Fox executives have much less patience for China. Private equity firm TPG is buying 21st Century Fox’s remaining 12.15 percent stake in Phoenix Satellite Television (2008:HK), a Hong Kong-listed company that broadcasts entertainment and movie channels in China, for $214 million, the companies announced on Oct. 18. Fox had already sold 5.3 percent of Phoenix back in March.
The sale represents the end of Murdoch’s dreams of becoming a player in Chinese television. At the start of the 2000s, his son, James, was chairman of Star TV, which was based in Hong Kong and determined to break into China. Despite agreements that were supposed to allow Star to operate in the mainland, by 2005 Murdoch pere was griping about hitting a “brick wall” in the country, thanks to regulators whom he called “quite paranoid about what gets through.”

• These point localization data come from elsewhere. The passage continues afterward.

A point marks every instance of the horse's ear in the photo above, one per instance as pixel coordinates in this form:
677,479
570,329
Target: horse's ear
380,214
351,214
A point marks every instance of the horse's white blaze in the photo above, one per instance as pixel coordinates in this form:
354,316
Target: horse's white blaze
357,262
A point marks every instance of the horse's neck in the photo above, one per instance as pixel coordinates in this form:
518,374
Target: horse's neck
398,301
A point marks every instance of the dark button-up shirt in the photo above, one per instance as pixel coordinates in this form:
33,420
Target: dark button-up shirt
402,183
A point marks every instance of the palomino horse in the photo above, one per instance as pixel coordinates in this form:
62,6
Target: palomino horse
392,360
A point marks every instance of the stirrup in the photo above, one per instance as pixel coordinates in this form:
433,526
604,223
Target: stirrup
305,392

Not quite the way to win over Chinese regulators. Even without the name-calling, though, Murdoch wouldn’t have been able to make much progress winning over the culture mandarins at China’s State Administration of Film, Radio and Television. Hollywood rivals Viacom (VIA), Sony (SNE), and Time Warner (TWX) also once had grand ambitions for China’s TV market that went nowhere, says Simon Twiston Davies, chief executive of Hong Kong-based media consultancy SimonTD & Associates and former CEO of the industry trade association CASBAA. China may have eased restrictions on foreign investment in some industries, but when it comes to television the regulators “are just as strict, if not stricter than ever before,” he says.
Given the obstacles in China, getting an Indian soccer team ready for the 2026 World Cup doesn’t seem such an impossible task.